Poi la domanda da un milione di dollari: le piace Obama? Da confesso fan del partito democratico, Harding risponde: «Moltissimo, è bravo, carismatico, nulla a che vedere con l’ancien régime di quello prima di lui (Bush, ndr). Sono così sollevato dall’avere un presidente finalmente intelligente». Eppure tanti intellettuali e artisti sono già rimasti delusi da lui, ultimo Paul Auster: «Certo, magari fosse più progressista di quello che attualmente è. Ma è molto difficile trovare un equilibrio tra sogni e realtà, soprattutto ora che i repubblicani si stanno spostando sempre più a destra». L’America della paura però non sembra cambiata neanche con l’effetto Barack: «Con la crisi c’è molta più fame e aggressività, i Tea Party nascono anche da queste piaghe».

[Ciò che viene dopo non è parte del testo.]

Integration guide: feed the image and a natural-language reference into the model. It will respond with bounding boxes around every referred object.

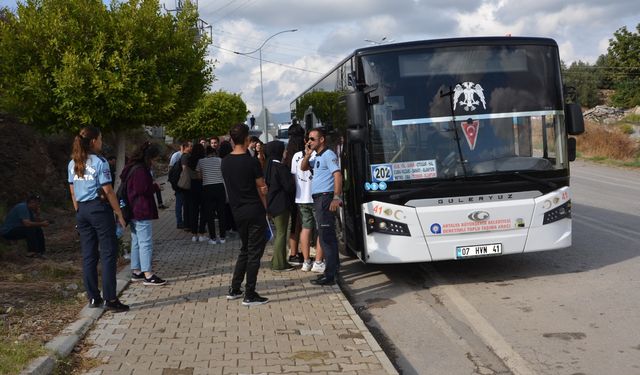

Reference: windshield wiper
[389,180,456,200]
[513,172,558,189]
[440,86,467,177]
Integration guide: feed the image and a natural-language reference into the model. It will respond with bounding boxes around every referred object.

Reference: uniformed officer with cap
[68,127,129,312]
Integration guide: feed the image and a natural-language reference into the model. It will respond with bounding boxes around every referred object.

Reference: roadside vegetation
[576,119,640,168]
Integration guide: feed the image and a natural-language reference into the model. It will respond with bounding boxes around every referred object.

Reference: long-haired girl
[68,127,129,311]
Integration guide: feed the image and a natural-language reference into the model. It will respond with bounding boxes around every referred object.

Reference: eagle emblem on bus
[453,82,487,111]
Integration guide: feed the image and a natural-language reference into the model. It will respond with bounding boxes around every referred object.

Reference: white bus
[291,37,584,263]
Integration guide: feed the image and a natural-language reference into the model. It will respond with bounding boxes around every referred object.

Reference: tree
[296,91,347,130]
[0,0,213,174]
[562,61,602,107]
[607,24,640,107]
[168,90,248,139]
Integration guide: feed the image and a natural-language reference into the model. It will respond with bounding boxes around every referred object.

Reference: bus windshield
[360,45,568,181]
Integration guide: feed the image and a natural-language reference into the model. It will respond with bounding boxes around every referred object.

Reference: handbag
[178,167,191,190]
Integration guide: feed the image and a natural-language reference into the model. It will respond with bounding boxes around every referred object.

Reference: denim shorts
[298,203,316,229]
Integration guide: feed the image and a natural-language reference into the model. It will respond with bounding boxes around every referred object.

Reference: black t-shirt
[222,154,266,220]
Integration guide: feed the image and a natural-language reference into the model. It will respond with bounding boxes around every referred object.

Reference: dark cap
[27,194,42,202]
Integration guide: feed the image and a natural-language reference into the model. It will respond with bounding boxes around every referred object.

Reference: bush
[576,121,638,161]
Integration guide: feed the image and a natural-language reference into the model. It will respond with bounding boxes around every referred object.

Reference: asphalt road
[342,162,640,375]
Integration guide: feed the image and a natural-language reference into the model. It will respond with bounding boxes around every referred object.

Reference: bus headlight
[364,214,411,237]
[542,201,571,225]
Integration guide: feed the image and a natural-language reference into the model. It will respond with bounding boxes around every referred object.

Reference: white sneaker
[301,259,313,272]
[311,262,325,273]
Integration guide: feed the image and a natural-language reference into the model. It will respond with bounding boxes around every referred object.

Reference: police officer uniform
[309,148,340,283]
[68,154,118,303]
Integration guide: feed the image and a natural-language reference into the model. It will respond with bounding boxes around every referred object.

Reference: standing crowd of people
[12,123,342,312]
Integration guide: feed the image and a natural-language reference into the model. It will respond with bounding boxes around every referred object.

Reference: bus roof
[291,36,558,104]
[349,36,558,56]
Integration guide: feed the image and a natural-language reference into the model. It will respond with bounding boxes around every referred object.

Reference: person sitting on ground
[0,195,49,258]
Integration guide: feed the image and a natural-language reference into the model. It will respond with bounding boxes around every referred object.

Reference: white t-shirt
[169,151,182,168]
[291,151,316,203]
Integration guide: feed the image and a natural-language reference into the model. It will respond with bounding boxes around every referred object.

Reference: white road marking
[422,264,537,375]
[571,213,638,243]
[571,172,640,190]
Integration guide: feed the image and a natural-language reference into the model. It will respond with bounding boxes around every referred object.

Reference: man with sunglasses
[300,128,342,285]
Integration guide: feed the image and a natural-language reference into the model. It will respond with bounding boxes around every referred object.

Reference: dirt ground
[0,208,123,374]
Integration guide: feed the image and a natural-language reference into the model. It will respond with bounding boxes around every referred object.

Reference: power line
[213,0,254,22]
[211,44,323,74]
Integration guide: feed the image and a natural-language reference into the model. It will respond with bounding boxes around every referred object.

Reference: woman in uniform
[68,127,129,312]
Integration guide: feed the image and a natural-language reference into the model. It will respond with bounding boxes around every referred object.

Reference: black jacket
[266,160,296,216]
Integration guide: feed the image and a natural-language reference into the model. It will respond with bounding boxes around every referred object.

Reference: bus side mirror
[345,91,366,128]
[567,138,577,161]
[347,128,367,144]
[564,103,584,135]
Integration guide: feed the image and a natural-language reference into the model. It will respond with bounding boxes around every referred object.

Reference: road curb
[337,277,398,375]
[20,264,131,375]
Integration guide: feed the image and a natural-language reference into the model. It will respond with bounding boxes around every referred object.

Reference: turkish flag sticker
[460,119,480,150]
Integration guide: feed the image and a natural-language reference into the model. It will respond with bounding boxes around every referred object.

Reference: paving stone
[79,192,395,375]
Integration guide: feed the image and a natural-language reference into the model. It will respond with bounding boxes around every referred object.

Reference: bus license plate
[456,243,502,259]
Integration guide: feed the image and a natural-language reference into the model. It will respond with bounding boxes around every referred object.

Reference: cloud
[188,0,640,113]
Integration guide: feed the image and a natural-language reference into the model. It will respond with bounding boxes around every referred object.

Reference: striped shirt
[196,156,224,185]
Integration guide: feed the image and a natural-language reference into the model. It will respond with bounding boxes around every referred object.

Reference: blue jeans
[131,220,153,272]
[176,190,184,226]
[313,192,340,279]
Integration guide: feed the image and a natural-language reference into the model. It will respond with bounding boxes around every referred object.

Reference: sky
[0,0,640,115]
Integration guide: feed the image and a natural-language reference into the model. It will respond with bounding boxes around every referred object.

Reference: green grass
[0,329,47,375]
[622,113,640,122]
[39,265,80,281]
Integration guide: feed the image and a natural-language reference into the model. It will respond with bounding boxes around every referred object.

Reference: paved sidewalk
[80,198,396,374]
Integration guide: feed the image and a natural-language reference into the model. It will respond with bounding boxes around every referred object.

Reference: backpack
[116,164,142,224]
[168,160,182,191]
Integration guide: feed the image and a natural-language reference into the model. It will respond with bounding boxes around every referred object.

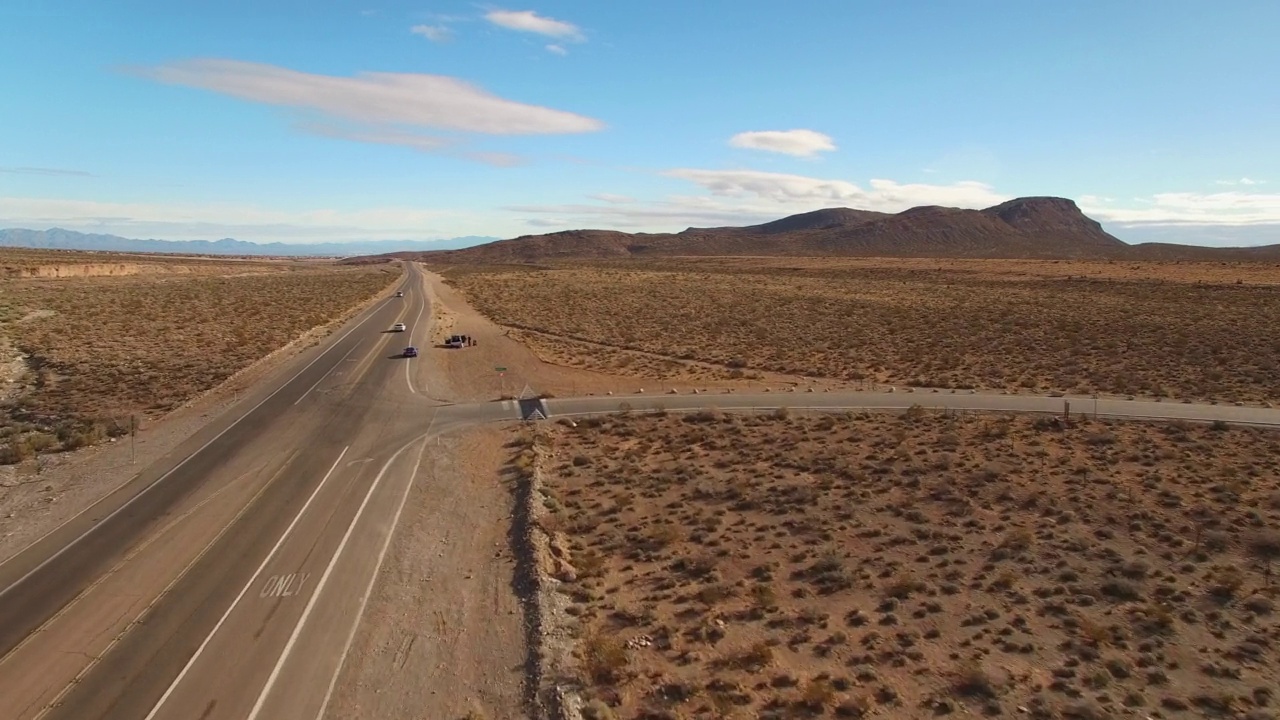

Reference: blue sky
[0,0,1280,245]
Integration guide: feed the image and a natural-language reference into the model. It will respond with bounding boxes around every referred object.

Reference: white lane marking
[316,415,435,720]
[293,342,360,405]
[146,445,351,720]
[404,275,426,395]
[245,425,435,720]
[0,451,270,665]
[0,292,388,597]
[257,573,311,597]
[32,451,298,720]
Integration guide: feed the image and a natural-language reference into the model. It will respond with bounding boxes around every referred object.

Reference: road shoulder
[326,428,526,720]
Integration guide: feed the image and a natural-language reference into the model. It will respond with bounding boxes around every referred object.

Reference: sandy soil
[328,428,525,720]
[414,272,812,402]
[529,411,1280,720]
[0,278,392,562]
[442,258,1280,405]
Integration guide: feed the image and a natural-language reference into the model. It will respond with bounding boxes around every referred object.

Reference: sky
[0,0,1280,245]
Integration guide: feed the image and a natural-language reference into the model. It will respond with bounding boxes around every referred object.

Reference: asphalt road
[0,263,435,720]
[0,258,1280,720]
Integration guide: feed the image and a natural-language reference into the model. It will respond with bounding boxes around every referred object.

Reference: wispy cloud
[293,122,525,168]
[462,151,525,168]
[484,10,585,41]
[293,122,457,152]
[138,59,604,135]
[728,129,836,158]
[507,168,1009,231]
[408,24,453,42]
[590,192,636,204]
[0,197,463,242]
[1080,191,1280,224]
[663,168,1009,211]
[0,167,97,178]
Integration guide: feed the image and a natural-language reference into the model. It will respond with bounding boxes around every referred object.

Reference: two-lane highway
[0,260,445,719]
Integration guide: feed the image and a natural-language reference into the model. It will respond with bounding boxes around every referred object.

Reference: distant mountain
[343,197,1280,264]
[0,228,498,258]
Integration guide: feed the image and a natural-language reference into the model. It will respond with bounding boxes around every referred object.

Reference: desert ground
[513,410,1280,719]
[0,249,399,464]
[0,249,399,559]
[0,251,1280,720]
[438,258,1280,404]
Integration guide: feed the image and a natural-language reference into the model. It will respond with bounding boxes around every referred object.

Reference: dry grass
[547,413,1280,719]
[0,248,398,462]
[447,259,1280,401]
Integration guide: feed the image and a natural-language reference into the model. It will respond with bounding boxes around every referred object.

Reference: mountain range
[361,197,1280,264]
[0,228,498,258]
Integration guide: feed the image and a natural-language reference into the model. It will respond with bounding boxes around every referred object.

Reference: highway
[0,258,1280,720]
[0,262,436,720]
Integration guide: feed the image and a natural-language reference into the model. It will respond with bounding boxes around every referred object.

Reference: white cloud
[728,129,836,158]
[664,169,1009,213]
[462,152,525,168]
[507,169,1009,231]
[0,197,483,242]
[485,10,582,40]
[590,192,636,202]
[1080,191,1280,225]
[293,122,525,168]
[142,59,604,135]
[408,24,453,42]
[294,122,454,152]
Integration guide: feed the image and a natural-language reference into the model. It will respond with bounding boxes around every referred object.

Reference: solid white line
[146,445,351,720]
[316,415,435,720]
[32,451,298,720]
[404,270,426,395]
[0,451,267,665]
[0,294,387,597]
[293,342,360,405]
[244,430,434,720]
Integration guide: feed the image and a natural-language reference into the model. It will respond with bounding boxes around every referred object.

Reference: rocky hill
[340,197,1280,264]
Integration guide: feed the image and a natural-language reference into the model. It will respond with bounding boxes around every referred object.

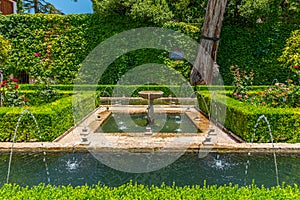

Un altro lato interessante di Paul Harding è il suo viscerale interesse per la religione, riscoperta molto avanti con gli anni: «Sono nato e cresciuto in una famiglia atea», ricorda l’autore, «a differenza dei non credenti di oggi per i quali è una libera scelta non avere una fede. Ma piano piano mi sono accorto che gli intellettuali che adoravo erano quasi tutti pensatori religiosi come Calvino, Barth e via dicendo. Ho capito che la religione non è quell’ammasso di superstizione e nonsense. Ho letto la Bibbia e non è assolutamente violenta o intollerante come si dice. È un’opera di enorme bellezza estetica e narrativa. C’è tanta cultura alla quale non sarei mai arrivato se avessi avuto pregiudizi nei confronti della fede». Oggi vede la religione in pericolo? «Il problema è l’uso ideologico che se ne fa, come con la scienza. Ad esempio negli Stati Uniti da anni vige un pensiero pseudoscientifico al punto che, per molti, ogni tradizione sta diventando un’attività disprezzabile». Ma lei crede nell’evoluzione, Mr. Harding? «Ma certo che sì, è una cosa talmente ovvia. Che mi ha preso, per un fondamentalista?».